If you insist on wearing a burka in a pool, chances are you aren't doing it willingly.
Like a previous poster already mentioned, a "burkini" is not the same thing as a burqa (or niqab for that matter), since it doesn't cover your face. It also isn't that different from the swimwear Western women used to wear around 1900, except that a burkini is of course more aerodynamic in design.
As for the "voluntary" part... it is a bit condescending to always assume that a Muslim women didn't choose to wear a hijab for herself. Speaking from experience here in Berlin, it's not too unusual to see mixed groups of young Muslim women where one half wears a hijab and the other half doesn't. I think it's a bit too easy an assumption to make that all the hijab wearers were forced to, and the hijab non-wearers were not.

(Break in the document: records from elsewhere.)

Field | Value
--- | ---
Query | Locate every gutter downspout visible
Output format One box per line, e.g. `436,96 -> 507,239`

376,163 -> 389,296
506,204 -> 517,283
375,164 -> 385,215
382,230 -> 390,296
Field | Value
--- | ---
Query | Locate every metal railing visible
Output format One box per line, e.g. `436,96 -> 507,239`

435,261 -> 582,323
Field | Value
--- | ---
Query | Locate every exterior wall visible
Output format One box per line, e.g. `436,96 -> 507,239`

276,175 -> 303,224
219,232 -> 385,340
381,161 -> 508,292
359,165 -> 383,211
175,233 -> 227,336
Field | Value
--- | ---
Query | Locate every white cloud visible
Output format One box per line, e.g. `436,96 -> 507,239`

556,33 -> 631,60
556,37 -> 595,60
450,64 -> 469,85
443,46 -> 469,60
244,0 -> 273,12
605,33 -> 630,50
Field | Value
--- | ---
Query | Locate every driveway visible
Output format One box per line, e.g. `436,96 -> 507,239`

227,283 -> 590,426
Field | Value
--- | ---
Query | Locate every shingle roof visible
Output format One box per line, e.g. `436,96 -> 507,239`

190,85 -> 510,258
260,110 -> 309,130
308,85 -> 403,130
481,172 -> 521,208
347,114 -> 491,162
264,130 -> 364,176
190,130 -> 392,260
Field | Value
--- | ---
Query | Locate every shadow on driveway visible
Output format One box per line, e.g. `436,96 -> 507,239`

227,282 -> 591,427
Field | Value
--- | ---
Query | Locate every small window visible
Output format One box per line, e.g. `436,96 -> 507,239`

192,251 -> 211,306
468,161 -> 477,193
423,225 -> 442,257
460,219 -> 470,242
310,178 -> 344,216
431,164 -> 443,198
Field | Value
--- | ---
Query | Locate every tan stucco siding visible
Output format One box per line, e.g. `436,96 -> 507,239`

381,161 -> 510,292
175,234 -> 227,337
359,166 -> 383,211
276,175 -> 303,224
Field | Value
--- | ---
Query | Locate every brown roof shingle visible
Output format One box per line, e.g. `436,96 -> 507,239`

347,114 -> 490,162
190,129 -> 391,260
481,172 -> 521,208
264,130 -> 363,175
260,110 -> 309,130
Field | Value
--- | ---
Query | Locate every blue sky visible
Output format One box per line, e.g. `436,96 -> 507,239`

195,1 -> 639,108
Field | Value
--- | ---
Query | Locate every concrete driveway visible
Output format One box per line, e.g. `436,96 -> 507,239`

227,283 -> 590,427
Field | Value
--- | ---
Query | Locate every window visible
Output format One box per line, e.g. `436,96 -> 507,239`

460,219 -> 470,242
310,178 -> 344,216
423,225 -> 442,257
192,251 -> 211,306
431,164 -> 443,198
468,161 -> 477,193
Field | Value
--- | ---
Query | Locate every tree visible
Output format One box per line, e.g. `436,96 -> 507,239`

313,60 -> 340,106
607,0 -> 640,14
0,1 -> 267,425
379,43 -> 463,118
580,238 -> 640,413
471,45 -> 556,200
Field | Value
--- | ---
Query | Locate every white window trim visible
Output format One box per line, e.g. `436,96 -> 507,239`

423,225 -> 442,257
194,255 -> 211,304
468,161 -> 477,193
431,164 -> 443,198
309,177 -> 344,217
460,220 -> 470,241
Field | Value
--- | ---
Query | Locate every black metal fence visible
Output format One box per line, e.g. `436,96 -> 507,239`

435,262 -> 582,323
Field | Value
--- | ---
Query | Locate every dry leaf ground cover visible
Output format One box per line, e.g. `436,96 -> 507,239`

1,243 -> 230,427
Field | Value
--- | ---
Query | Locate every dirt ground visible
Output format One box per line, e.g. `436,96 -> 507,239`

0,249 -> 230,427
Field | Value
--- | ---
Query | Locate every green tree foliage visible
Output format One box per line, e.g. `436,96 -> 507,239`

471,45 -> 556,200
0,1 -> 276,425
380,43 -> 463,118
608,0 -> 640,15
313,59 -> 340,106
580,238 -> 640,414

A different matter entirely are places like Iran though, where it is mandated by law. These laws are inappropriately restricting freedom... and there's of course the underlying issue of general miscontent with the political system that sparked recent protests there.
Speaking of which, lately it has been a subject of debate in Germany whether it is constitutional to ban women who refuse to cover their breasts from using public pools. If you say that women shouldn't be too uncovered (bare breasts), but also not too covered (through "burkinis") you are creating a very specific, narrow norm everyone should abide to. You know, almost like they do in Iran.
Of course, in a strict sense nobody does anything purely voluntarily. Muslim women who wear a hijab "voluntarily" do so in most cases because they were raised that way or because of the society they grew up in. But that's where we enter a more philosophical spectrum of where the free will begins and where it ends or whether such thing exists at all.